Directed by James Cox.
Written by James Cox, Todd Samovitz, D. Loriston Scott and Captain Mauser.
Starring Val Kilmer, Kate Bosworth, Dylan McDermott and Josh Lucas.
Release Year:  2003 
Review Date:  10/28/03
 

Folks-- 

“Wonderland” my ass!

Val Kilmer as adult film star John Holmes?  Josh Lucas?  Dylan McDermott?  Kate Bosworth?  Faizon Love?  You name it, they’re in “Wonderland”, the story of Holmes just about two years after his illustrious, uh, career ended and during the week of hell that ended with four people being murdered over drugs, money, guns...and, a whole bunch of other shit that falls into the Movie Cliché Hall of Fame.  I came into this thinking there might be some funny highlights about Holmes’ career, the women, the drug downfall, or the fact that he packed 14 inches of manhood into every scene...but NOOOO...

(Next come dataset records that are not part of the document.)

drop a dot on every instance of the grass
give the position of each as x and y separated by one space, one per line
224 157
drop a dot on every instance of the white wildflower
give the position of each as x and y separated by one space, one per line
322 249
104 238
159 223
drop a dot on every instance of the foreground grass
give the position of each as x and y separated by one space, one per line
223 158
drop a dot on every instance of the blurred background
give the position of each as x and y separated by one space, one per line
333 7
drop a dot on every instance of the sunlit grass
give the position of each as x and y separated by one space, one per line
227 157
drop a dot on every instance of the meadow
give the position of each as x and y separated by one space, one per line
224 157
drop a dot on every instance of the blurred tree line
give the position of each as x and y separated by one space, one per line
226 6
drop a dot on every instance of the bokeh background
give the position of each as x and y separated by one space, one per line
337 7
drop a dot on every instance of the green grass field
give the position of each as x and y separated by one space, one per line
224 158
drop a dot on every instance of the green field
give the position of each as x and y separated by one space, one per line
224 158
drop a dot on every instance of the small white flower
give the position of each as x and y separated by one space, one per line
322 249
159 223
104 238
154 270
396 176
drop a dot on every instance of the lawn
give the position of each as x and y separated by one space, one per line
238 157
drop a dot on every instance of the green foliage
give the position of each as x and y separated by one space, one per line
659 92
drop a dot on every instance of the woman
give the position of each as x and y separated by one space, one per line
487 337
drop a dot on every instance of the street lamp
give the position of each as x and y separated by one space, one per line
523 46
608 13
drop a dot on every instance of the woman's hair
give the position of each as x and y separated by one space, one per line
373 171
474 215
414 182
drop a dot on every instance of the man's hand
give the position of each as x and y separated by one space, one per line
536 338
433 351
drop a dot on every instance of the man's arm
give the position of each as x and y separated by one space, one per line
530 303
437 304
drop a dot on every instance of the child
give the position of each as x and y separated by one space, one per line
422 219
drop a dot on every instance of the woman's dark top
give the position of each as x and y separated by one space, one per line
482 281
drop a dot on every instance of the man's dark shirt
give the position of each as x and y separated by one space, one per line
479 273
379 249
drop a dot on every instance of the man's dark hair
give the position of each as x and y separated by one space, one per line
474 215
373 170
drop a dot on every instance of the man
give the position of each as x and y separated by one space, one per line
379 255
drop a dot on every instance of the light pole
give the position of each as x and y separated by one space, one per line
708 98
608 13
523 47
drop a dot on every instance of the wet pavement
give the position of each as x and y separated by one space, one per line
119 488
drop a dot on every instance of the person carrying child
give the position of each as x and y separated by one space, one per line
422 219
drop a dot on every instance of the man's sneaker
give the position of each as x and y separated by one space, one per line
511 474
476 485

...what I got instead was just a fucking mess, a collage of things that confirm Kilmer plays drug-addicted characters better than anyone in film history, but not much else.  In July of 1981, four people were killed at a house on Wonderland Road in LA over what seemed like a drug squabble.  The owner of the house and its many hangers-on were renowned for their drug consumption; amongst those that used to “hang out” include Ron (Lucas), Dave (McDermott, behind a wall of a beard and tattoos) and Billy (Tim Blake Nelson).  John Holmes, or “Johnny Wad” from his film days, always seemed to be a little short on coke so he hangs out at the house as well.  As the film opens, we learn that Ron and Billy are dead (along with a couple others), so we go into extended flashback to learn how the bloodbath at the Wonderland house occurred, and who was responsible; was Dave in charge of the hit?  Did Holmes himself take part in the crime?

Do I give a chicken fried shit?  Director James Cox (come on, could the name be any more appropriate?) doesn’t seem to give a shit, throwing everything but the kitchen sink into his film and putting it on a pedestal to nearly say “Hey ma, look!” when it’s all over.  What we get to look at include so many name actors I couldn’t keep track anymore; Eric Bogosian plays a sleazy dealer, Lisa Kudrow plays John’s former wife, Christina Applegate plays somebody’s wife...shit, even Carrie Fisher—former Princess Leia—shows up as a holy roller in the film’s opening number.  Wow.  All dressed up and nowhere to go, the performers are mostly energetic, most notably Lucas, who flies all over the place as the principal bad guy in this film.  But, I didn’t really get the chance to know any of them, or care about why they get stepped on, waxed, double-dealt or beaten with a lead pipe before the film was over.  Speaking of which, the violence in this film is “Kill Bill” violent.  Whoa, a couple people get killed and THEN they get demolished near the end, and even I was like “Hey, Cox, easy tiger...I get it already!”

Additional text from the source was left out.